Monday, December 10, 2012

Nietzsche's Ultimate Failure and Nemesis in Life -- Dissociating Himself From His Own Underlying Christian Spirit

Christianity can have both a exuberant, healing influence on the human soul -- and a toxic, debasing one. It depends on how far we take the 'spirit' of Christianity, and to what extent religious and political leaders have tampered with its meaning.

Nietzsche's ultimate failure in life was that he could not -- or would not -- identify, care about, empathize with, show love for -- those people who he negatively stereotyped as being members of 'the herd'. (This is the same reason Romney lost the last election.)

Instead, Nietzsche chose to fly as 'Superman' or ride his 'Dionysian-Narcissistic-Dark Horse' -- until he crashed. Legend has it that Nietzsche's last 'sane' act before he became 'insane' in 1899 -- was a 'Christian Act' -- stepping between a master and his horse to take the whippings that the master was directing towards his horse. Perhaps, assuming that this legend is true, and it may not be, this was Nietzsche's 'Christian Day of Atonement' before Nietzsche fell into his 'dark abyss of insanity', to be altruistically looked after by his mother for 8 to 9 years (1889-1897) until his mother died, at which point his sister took over and looked after him altruistically for the last 3 to 4 years.  

I was brought up as a Protestant-Christian, basically dissociated myself from my religion, proceeded to live a more 'narcissistic-self-serving' lifestyle....with some underlying elements of empathy, caring, loving, altruism...in effect 'Christian elements' still surfacing from time to time in my character... Other than that, I was brought up in 'the me first' generation...
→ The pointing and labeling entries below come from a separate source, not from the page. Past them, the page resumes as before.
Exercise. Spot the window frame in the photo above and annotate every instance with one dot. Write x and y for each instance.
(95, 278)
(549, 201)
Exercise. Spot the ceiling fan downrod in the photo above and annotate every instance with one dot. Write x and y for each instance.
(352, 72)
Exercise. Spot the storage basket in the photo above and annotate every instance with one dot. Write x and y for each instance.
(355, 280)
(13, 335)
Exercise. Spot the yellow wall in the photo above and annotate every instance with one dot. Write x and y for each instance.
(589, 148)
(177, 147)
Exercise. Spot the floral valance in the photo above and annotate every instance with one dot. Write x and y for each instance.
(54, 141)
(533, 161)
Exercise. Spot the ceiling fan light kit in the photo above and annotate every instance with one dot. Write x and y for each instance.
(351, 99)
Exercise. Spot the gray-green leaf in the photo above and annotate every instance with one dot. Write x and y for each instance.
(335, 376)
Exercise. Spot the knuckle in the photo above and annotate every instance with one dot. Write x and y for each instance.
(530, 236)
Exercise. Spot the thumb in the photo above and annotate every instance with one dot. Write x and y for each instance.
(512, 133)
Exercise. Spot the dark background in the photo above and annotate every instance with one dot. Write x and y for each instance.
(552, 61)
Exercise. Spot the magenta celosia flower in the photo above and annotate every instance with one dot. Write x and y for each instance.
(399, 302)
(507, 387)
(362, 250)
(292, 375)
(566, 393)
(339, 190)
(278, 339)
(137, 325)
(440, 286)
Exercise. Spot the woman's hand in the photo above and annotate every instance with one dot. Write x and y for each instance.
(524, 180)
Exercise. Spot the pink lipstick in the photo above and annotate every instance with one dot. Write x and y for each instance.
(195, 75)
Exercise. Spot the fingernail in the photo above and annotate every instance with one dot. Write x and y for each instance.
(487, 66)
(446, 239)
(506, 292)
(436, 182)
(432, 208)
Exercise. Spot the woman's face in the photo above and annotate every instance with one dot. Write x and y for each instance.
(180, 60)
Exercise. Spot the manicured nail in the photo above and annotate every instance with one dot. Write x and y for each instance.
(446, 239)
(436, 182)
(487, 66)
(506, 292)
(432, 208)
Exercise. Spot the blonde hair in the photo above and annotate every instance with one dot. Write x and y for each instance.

Hegel's Hotel synergizes the spirit of Nietzsche with the spirit of Christianity -- not to point of self-denial or self-suppression, but with the point being the emphasis of The Christian Spirit on empathy, caring, loving, altruism, and generosity -- the flip side of Nietzschean Narcissism.

In other words, from a Hegelian-GAP-DGB perspective, Nietzschean philosophy, synergized with Christian empathy and altruism, offers a better philosophy of life than Nietzsche's Dionysian Philosphy taken alone, or for that matter, Christianity, when it is steeped in self-denial and self-suppression.

-- dgb, Dec. 10th, 2012,

-- David Gordon Bain,

-- Dialectic Gap-Bridging Negotiations, Integrations, and Creative Synergies...

-- Are Still in Process...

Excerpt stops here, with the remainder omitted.